Ster inactiefSter inactiefSter inactiefSter inactiefSter inactief
 

Bovenaan de trap realiseerde ik me plotseling dat ik nog iets vergeten was. Ik draaide me om en liep met ferme tred naar beneden. Mijn hand op de leuning, want ik ben altijd voorzichtig op de trap. Ook deze fatale zaterdagmiddag.
En toen gebeurde het: op de vijfde tree van onderen bleef de hak van mijn schoen net met het laatste randje achter de rand van de traptrede haken.
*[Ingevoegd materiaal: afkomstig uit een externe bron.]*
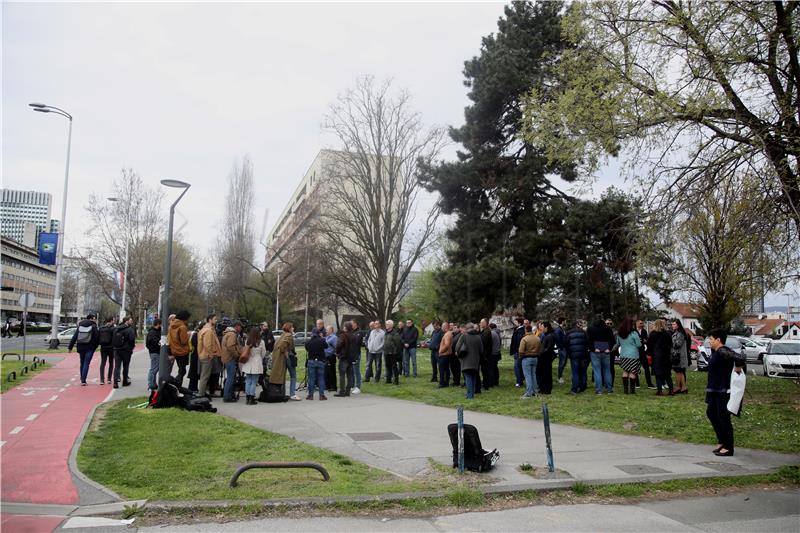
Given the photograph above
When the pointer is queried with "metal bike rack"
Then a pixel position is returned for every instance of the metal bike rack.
(244, 468)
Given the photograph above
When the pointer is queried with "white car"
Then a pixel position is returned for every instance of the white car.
(782, 359)
(63, 336)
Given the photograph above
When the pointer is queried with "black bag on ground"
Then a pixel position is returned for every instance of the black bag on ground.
(273, 393)
(475, 457)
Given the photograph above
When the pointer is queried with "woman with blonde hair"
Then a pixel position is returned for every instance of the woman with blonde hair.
(659, 347)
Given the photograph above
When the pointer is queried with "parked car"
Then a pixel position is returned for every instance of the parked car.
(782, 359)
(63, 336)
(703, 355)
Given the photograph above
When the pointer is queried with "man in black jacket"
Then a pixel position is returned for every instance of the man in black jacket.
(124, 341)
(576, 345)
(85, 337)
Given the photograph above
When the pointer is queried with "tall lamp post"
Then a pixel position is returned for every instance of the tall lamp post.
(56, 318)
(125, 272)
(163, 363)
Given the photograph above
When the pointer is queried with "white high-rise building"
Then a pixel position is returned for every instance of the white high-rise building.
(19, 207)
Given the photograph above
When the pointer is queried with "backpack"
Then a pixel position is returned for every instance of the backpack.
(105, 335)
(475, 457)
(84, 334)
(119, 337)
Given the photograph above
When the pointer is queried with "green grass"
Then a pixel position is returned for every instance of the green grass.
(171, 454)
(9, 365)
(770, 421)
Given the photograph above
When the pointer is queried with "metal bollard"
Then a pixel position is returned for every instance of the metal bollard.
(460, 411)
(546, 414)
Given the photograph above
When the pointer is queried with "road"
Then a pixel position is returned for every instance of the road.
(751, 511)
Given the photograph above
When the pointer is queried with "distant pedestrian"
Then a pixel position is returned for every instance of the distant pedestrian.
(629, 344)
(433, 344)
(124, 341)
(722, 363)
(315, 348)
(86, 339)
(180, 343)
(153, 344)
(409, 336)
(251, 363)
(375, 341)
(105, 337)
(392, 352)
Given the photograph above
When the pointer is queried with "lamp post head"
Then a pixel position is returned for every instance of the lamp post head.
(178, 184)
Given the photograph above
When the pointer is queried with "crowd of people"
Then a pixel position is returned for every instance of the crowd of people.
(215, 357)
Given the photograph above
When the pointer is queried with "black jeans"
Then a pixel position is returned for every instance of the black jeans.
(345, 376)
(122, 361)
(717, 412)
(106, 355)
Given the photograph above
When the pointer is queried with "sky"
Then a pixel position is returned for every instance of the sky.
(183, 90)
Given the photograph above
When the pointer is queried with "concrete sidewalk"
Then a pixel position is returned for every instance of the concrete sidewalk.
(400, 436)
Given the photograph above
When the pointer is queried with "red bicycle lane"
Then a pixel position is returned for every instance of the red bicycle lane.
(41, 419)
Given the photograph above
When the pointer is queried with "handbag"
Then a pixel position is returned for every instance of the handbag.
(738, 382)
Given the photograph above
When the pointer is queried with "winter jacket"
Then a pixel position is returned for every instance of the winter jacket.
(153, 340)
(599, 332)
(436, 339)
(392, 344)
(178, 338)
(375, 341)
(659, 347)
(576, 344)
(529, 345)
(255, 363)
(471, 344)
(629, 346)
(208, 343)
(315, 347)
(87, 346)
(516, 337)
(409, 336)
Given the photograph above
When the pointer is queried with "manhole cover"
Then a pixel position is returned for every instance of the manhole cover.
(721, 467)
(638, 470)
(358, 437)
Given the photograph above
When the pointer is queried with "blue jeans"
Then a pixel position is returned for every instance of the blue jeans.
(529, 370)
(409, 358)
(356, 370)
(153, 372)
(250, 384)
(601, 370)
(518, 374)
(562, 362)
(86, 360)
(470, 379)
(292, 380)
(577, 364)
(230, 377)
(316, 377)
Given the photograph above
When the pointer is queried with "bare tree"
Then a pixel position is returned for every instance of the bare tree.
(369, 226)
(236, 240)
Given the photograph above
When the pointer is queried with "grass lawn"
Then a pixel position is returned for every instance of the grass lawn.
(9, 365)
(171, 454)
(770, 420)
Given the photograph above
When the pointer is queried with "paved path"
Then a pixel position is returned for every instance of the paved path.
(41, 419)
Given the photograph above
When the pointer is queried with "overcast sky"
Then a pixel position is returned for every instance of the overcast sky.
(183, 90)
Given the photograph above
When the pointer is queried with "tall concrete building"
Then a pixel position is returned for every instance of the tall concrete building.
(19, 209)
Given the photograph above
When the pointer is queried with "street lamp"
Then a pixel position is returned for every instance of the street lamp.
(163, 363)
(56, 318)
(125, 273)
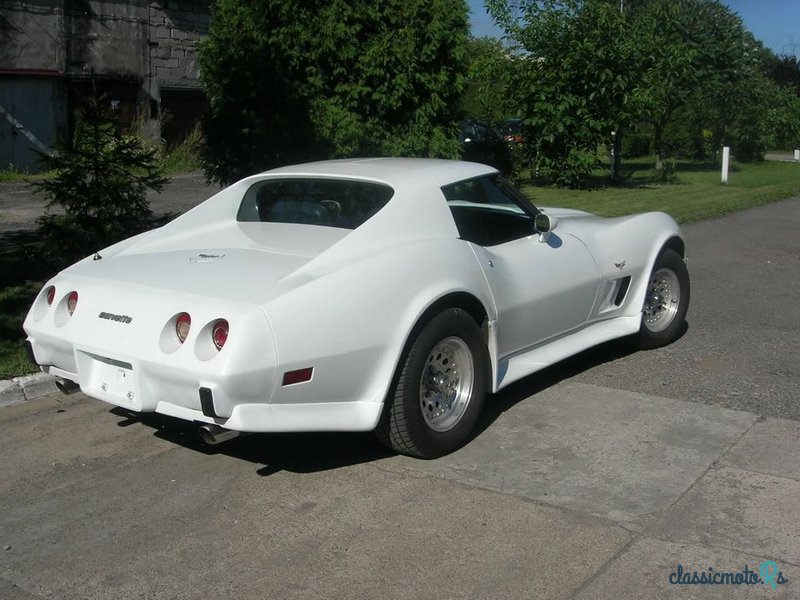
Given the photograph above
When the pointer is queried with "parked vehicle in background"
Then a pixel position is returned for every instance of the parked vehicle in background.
(512, 131)
(385, 295)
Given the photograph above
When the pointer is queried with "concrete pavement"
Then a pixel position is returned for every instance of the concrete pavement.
(580, 491)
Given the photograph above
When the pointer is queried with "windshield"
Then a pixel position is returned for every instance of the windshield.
(312, 201)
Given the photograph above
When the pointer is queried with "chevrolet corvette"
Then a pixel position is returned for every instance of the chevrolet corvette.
(355, 295)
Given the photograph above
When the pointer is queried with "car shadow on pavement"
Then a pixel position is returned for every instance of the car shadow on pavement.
(315, 452)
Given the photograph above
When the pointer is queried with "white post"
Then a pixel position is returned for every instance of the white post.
(726, 158)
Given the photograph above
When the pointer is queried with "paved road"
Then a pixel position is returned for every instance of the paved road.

Ik werd min of meer naar voren geprojecteerd en nog mijn hand op de leuning of mijn andere, vrije voet konden nog iets doen. Door de rare beweging draaide ik een kwartslag om mijn as en dook zijdelings met veel kabaal naar beneden. Daar wachtte de tegelvloer die ik vol met mijn bovenarm en daarna nog met mijn hoofd raakte.
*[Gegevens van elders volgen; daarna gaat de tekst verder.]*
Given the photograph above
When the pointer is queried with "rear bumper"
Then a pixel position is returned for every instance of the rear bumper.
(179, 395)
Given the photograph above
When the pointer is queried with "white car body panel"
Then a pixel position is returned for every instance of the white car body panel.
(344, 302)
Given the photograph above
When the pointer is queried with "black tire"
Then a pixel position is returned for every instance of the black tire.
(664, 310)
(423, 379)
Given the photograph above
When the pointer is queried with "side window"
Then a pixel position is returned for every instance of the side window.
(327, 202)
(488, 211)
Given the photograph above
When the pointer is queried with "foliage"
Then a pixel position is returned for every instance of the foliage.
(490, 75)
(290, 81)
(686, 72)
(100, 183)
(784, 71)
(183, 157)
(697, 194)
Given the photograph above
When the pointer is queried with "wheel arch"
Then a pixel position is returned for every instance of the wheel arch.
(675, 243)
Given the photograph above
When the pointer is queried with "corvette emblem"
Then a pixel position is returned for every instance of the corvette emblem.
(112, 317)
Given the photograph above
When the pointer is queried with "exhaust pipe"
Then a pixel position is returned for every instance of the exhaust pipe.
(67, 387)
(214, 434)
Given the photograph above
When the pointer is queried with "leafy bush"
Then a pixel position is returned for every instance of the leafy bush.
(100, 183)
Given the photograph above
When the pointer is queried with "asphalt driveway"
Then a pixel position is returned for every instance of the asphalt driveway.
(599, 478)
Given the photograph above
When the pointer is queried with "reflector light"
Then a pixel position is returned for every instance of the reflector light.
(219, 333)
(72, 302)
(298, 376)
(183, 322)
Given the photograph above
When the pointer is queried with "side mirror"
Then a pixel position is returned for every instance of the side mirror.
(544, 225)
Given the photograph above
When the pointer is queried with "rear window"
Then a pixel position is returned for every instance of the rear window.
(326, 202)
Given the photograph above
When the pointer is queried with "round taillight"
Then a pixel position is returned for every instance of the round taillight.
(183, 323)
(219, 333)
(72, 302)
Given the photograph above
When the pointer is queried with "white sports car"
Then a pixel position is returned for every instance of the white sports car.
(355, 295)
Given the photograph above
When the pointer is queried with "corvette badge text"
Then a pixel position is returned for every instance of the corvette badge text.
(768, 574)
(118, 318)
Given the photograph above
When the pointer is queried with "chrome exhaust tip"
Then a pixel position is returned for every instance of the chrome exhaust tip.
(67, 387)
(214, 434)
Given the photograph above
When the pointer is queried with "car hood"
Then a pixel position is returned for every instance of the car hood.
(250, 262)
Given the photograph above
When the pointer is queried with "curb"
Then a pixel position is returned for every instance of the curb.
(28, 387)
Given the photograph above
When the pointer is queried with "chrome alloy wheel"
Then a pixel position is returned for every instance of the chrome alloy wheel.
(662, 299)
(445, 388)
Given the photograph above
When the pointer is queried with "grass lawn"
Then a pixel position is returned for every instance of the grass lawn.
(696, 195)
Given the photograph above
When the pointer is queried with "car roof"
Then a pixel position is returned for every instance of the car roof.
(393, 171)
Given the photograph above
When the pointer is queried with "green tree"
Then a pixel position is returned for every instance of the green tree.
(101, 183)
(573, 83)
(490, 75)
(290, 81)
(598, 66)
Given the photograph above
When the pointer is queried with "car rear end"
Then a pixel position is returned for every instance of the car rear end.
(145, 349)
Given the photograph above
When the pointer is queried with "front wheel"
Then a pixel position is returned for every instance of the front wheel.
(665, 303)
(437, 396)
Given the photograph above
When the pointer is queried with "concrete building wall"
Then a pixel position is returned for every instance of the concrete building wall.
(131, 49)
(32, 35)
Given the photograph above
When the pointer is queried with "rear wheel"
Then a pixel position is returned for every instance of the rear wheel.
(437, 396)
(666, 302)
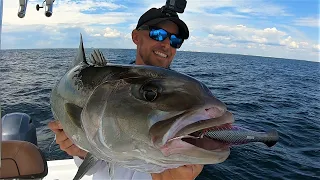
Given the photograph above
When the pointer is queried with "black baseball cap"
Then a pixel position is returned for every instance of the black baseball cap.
(155, 15)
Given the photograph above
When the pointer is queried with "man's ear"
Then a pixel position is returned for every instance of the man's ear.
(135, 36)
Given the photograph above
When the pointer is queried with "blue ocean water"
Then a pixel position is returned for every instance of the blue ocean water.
(262, 93)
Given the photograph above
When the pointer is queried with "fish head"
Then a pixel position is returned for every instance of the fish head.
(150, 113)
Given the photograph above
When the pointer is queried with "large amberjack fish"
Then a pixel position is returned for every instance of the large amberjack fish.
(141, 117)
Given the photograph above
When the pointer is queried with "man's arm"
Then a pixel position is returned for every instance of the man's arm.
(67, 145)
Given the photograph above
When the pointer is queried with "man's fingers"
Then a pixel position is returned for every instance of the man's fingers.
(55, 126)
(64, 145)
(75, 151)
(61, 136)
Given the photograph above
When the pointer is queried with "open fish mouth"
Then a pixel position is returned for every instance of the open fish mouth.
(187, 131)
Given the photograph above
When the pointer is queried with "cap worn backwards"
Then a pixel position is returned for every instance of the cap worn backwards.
(154, 16)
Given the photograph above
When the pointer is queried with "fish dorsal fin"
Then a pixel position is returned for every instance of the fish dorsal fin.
(81, 56)
(74, 113)
(88, 162)
(97, 58)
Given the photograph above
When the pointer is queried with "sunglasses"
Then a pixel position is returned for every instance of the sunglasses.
(160, 34)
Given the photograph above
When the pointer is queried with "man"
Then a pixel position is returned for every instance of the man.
(157, 36)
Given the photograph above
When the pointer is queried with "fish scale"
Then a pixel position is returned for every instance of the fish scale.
(238, 135)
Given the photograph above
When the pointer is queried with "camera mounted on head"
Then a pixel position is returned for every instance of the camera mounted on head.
(173, 7)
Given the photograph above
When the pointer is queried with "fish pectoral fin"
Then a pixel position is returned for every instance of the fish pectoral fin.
(97, 58)
(74, 113)
(88, 162)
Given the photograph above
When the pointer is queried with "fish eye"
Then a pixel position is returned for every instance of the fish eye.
(150, 93)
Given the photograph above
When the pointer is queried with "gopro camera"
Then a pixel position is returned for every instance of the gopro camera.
(174, 6)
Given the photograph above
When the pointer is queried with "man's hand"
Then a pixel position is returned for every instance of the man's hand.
(64, 142)
(186, 172)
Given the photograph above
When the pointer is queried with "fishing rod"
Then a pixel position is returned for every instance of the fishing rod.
(47, 4)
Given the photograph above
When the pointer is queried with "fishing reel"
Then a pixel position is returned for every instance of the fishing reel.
(173, 7)
(48, 7)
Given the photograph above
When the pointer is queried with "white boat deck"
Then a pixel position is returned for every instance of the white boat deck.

Ik gilde het uit van de pijn, terwijl ik ondertussen dacht: 'o nee, niet nu, niet ik, dit kan niet waar zijn'. Terwijl mijn lief met een sneltreinvaart vanaf de zolder naar beneden kwam gedenderd, wist ik eigenlijk al dat er iets goed mis was. Mijn bovenarm deed zo afschuwelijk veel pijn en ik kon ook niet zelf overeind komen. Dat had deels ook te maken met het feit dat alles zwart zag voor mijn ogen en dat ik de stem van mijn lief, die inmiddels naast me geknield zat, alleen nog maar vanuit de verte hoorde. Ondanks dat ik op het punt stond om flauw te vallen, wist ik mijn lief te gebaren dat ik wilde gaan zitten, zodat mijn pijnlijke arm vrij kwam.
Daar zat ik dan, als een hoopje ellende op die koude tegelvloer onderaan de trap in de hal. Ik wreef met alle macht over mijn arm, alsof ik zo de pijn eruit wilde drijven. Maar nee, Dat ging niet gebeuren. Trekken aan mijn arm, dat hielp, dan werd de pijn wat beter draaglijk.
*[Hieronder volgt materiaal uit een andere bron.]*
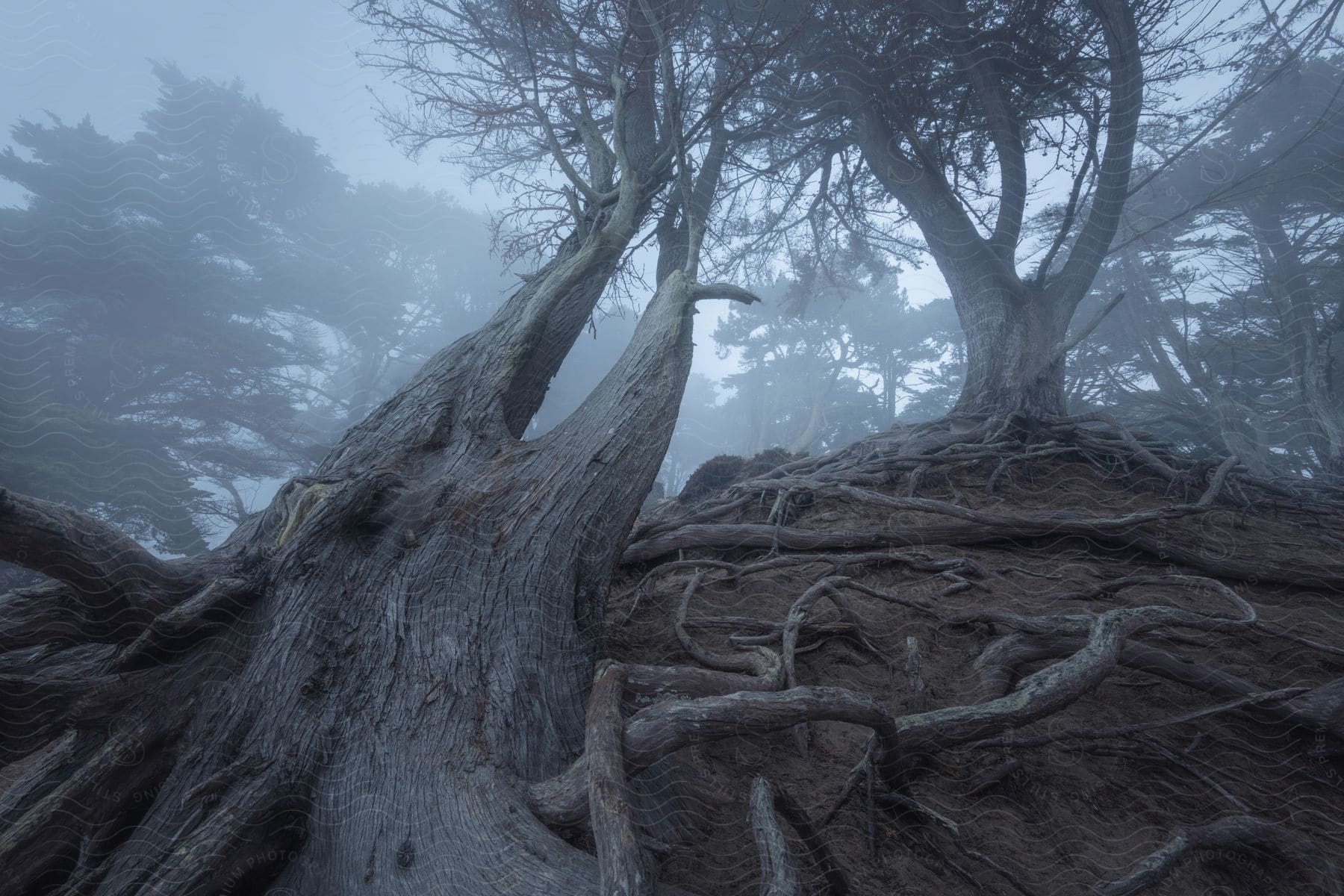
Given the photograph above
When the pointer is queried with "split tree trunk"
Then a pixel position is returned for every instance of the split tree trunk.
(1015, 361)
(349, 695)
Behoedzaam hielp mijn lief me overeind, terwijl ik, zonder dat ik dat wilde, toch bleef gillen van de pijn. Dat gillen werd kermen en terwijl het zwart voor mijn ogen een beetje openbrak en ik nu vlekken zag, belde mijn lief de dokterspost.
Twee uur later was alles duidelijk. Ik had mijn bovenarm gebroken en wel op een zo hoge plek dat er geen gips omheen kon. Arts en verplegend personeel van de EHBO van het Elkerliek ziekenhuis keken me bezorgd aan en hadden met me te doen. Geen gips betekent namelijk dat je de komende tijd veel pijn zult hebben, omdat de gebroken delen vrij blijven liggen en dus nog steeds over elkaar kunnen wrijven, EN DAT WIL JE ECHT NIET!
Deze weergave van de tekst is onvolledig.